Sempre desconfiei daquele relógio da sala.
Não era defeito.
Era escolha.
Ele atrasava alguns minutos todos os dias, com uma teimosia elegante, como quem se recusa a acompanhar a pressa do mundo.
Não adiantava trocar de pilha, bater de leve na caixa ou conferir com o horário do rádio.
No dia seguinte, lá estava ele, novamente atrás do tempo oficial — mas exatamente onde queria estar.
Aprendi cedo que relógios não marcam apenas horas.
Marcam hábitos, ansiedades, compromissos e culpas.
O relógio da sala, aquele, parecia imune a tudo isso.

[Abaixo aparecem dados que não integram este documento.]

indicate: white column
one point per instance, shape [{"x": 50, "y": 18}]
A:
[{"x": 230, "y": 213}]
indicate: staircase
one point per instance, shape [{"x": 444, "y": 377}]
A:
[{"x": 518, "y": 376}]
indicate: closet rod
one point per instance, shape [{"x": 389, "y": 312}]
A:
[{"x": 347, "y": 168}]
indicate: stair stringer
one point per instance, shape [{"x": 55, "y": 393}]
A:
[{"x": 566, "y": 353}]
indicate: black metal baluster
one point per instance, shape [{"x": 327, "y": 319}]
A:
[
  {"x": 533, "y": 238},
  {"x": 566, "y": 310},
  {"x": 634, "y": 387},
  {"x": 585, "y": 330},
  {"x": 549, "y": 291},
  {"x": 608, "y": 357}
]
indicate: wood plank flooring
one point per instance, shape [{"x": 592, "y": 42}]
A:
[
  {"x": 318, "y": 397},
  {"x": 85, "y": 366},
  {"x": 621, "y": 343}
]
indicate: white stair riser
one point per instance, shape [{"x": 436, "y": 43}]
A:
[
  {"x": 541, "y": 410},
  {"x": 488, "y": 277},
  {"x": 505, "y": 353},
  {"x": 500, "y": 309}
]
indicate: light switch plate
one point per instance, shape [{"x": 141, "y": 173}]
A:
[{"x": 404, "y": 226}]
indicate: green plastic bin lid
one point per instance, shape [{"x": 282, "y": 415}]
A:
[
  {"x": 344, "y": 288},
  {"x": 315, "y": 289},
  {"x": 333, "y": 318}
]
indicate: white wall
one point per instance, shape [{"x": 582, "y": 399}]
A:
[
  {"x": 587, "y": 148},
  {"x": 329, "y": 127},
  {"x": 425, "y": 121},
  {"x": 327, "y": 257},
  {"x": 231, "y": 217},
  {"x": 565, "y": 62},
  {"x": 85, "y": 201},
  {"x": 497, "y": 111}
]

Atrasava de propósito para lembrar que nem tudo precisa chegar no horário.
Enquanto os outros relógios da casa obedeciam ao celular — essa autoridade moderna e impiedosa — ele permanecia fiel à sua própria noção de tempo.

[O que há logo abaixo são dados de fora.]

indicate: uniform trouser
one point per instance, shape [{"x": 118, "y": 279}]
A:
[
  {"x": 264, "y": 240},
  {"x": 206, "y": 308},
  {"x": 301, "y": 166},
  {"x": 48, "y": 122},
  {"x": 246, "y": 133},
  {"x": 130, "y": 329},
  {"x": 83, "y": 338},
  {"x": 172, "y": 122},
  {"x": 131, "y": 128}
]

Para ele, o café ainda estava quente, a conversa não havia terminado e a tarde podia se esticar um pouco mais.
Foi testemunha silenciosa de almoços longos, cochilos depois do jornal, visitas que demoravam a ir embora.
Nunca apressou ninguém.
Ao contrário: oferecia desculpa honesta para chegar depois, sair mais tarde ou fingir que ainda havia tempo.
Quando alguém perguntava a hora, eu respondia olhando para ele, sabendo que dava uma resposta imprecisa, porém confortável.
Era uma hora sem cobrança, sem alarme, sem pressa.
Uma hora humana.
Com o passar dos anos, percebi que também comecei a atrasar de propósito.
Não por descuido, mas por escolha.
Aprendi que chegar sempre no horário exato rouba o direito de respirar entre um compromisso e outro.
Hoje, o relógio continua na parede, um pouco torto, como sempre esteve.
Atrasa menos do que eu, confesso.
Talvez tenha aprendido comigo.
Num mundo que corre, ele resiste.
Marca um tempo que não cabe em agendas nem em telas luminosas.
Um tempo antigo, imperfeito e sábio.
No fundo, aquele relógio nunca esteve errado.
Errado é acreditar que o tempo precisa obedecer.